Alors que la foule commence à s’entasser dans le hall d’entrée du Centre Culturel d’Auderghem, en coulisse, l’atmosphère est tout autre. Les choristes, musiciens et chanteurs se concentrent sur leur future prestation et, surtout, se recueillent, afin de laisser leur stress de côté pour se laisser entièrement portés par la musique et la scène.

Dans la salle, les spectateurs prennent place petit à petit. Ce sont près de 600 personnes qui ont fait le déplacement pour voir les jeunes de l’UJEB sur scène et soutenir le Village Imuhira. Les lumières s’éteignent, le silence s’installe. Les visages et les sourires des enfants burundais viennent illuminer la salle. Préambule idéal pour nous rappeler la raison de notre présence et nous mettre dans l’ambiance.

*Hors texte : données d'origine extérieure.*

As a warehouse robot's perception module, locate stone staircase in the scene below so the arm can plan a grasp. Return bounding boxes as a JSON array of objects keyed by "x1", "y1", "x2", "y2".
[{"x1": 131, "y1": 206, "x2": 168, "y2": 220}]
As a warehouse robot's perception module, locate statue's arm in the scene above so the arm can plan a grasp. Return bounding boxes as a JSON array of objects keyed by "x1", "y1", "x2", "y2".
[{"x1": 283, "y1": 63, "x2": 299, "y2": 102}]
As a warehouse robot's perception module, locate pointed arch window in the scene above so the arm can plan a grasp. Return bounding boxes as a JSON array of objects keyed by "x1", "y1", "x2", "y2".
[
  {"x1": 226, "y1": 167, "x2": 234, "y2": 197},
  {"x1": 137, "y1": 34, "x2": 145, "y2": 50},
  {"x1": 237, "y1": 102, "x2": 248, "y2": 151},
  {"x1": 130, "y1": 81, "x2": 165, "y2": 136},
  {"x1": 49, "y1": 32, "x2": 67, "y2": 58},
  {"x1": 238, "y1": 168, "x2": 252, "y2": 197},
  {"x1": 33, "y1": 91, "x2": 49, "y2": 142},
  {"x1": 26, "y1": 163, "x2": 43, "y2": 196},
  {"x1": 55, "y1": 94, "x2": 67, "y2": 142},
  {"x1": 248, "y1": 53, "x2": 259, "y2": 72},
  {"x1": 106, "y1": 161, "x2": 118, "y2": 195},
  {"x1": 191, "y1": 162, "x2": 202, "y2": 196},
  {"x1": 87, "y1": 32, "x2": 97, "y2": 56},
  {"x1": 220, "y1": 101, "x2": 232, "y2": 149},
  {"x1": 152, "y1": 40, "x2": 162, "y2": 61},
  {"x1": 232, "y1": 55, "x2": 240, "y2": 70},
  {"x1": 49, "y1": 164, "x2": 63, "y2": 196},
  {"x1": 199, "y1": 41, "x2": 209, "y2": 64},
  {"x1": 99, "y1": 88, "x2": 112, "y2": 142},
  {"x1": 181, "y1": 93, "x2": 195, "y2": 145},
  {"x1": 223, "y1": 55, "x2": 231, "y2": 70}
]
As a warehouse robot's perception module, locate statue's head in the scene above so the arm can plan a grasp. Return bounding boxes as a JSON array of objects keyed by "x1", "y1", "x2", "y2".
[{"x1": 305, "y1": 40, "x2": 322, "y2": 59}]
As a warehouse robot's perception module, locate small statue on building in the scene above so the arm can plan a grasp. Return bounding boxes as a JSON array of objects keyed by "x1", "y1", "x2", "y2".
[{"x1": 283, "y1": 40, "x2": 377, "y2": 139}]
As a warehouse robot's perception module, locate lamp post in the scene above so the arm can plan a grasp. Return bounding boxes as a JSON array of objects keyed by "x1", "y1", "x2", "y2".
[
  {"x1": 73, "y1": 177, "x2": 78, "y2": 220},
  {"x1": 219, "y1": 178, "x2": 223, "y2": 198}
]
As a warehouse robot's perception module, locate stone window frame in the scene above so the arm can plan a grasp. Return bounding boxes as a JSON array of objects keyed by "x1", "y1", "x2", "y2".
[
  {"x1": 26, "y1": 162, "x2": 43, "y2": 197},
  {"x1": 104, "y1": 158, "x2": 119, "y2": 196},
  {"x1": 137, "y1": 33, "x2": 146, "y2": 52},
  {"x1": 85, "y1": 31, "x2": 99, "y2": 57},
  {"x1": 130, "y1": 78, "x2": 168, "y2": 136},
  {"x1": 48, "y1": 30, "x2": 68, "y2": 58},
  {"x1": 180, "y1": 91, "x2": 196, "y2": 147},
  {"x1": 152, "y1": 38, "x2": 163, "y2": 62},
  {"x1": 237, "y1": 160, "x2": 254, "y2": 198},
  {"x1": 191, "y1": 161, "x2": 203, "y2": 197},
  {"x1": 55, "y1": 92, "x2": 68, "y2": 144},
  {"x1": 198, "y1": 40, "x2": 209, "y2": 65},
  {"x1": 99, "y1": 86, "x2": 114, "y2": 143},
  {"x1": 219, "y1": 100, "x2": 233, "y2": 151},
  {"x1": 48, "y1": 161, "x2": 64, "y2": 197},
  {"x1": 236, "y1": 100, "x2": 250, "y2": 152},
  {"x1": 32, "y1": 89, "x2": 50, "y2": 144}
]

À défaut d’un rideau qui s’ouvre, c’est un écran qui se lève pour laisser place à la chorale. Les premières notes retentissent. Les spectateurs se laissent emporter. « Life is beautiful that way » annonce la couleur. Les chants nous invitent à faire un voyage, un voyage intérieur qui nous renvoie à nos convictions et à nos engagements.

La chorale fait ensuite place à Shine A Light. Le groupe, mené par Christella et David, entraine la salle dans les contrées burundaises. Leurs chansons sont teintées d’ailleurs, et nous donnent envie de nous y rendre. Elles nous racontent une histoire, leur histoire, l’histoire de ce pays. Ce n’est pas la langue qui empêche la compréhension du message, qu’elles soient en anglais, en français ou en kirundi, le sens derrière est clair.

L’écran s’abaisse à nouveau, le temps pour Luc Torrini de faire un point éclairant et essentiel sur l’évolution du Village Imuhira et sur les besoins encore nécessaires à son développement. Les gens sont touchés, se sentent concernés par le projet.

Shine a Light revient sur scène avec une reprise de Michael Jackson, « Man in the Mirror ». La chorale vient unir sa voix à celle de Christella pour la dernière partie du concert, mais pas la moindre. Les spectateurs en demandent encore. Avec une invitation, « Quand on ouvre nos mains » clôture le spectacle.

Les jeunes quittent la scène. En coulisse, les cris de joie retentissent. Les lumières de la salle se rallument, et ce sont des sourires sur les visages que l’on peut constater. Le concert a été une réussite. Ce sont plusieurs semaines de travail qui aboutissent, et c’est un succès sans conteste. Une fois de plus, les chanteurs et musiciens ont réussi à entrainer les spectateurs dans leur voyage musical et dans leur aventure, celle du Village Imuhira.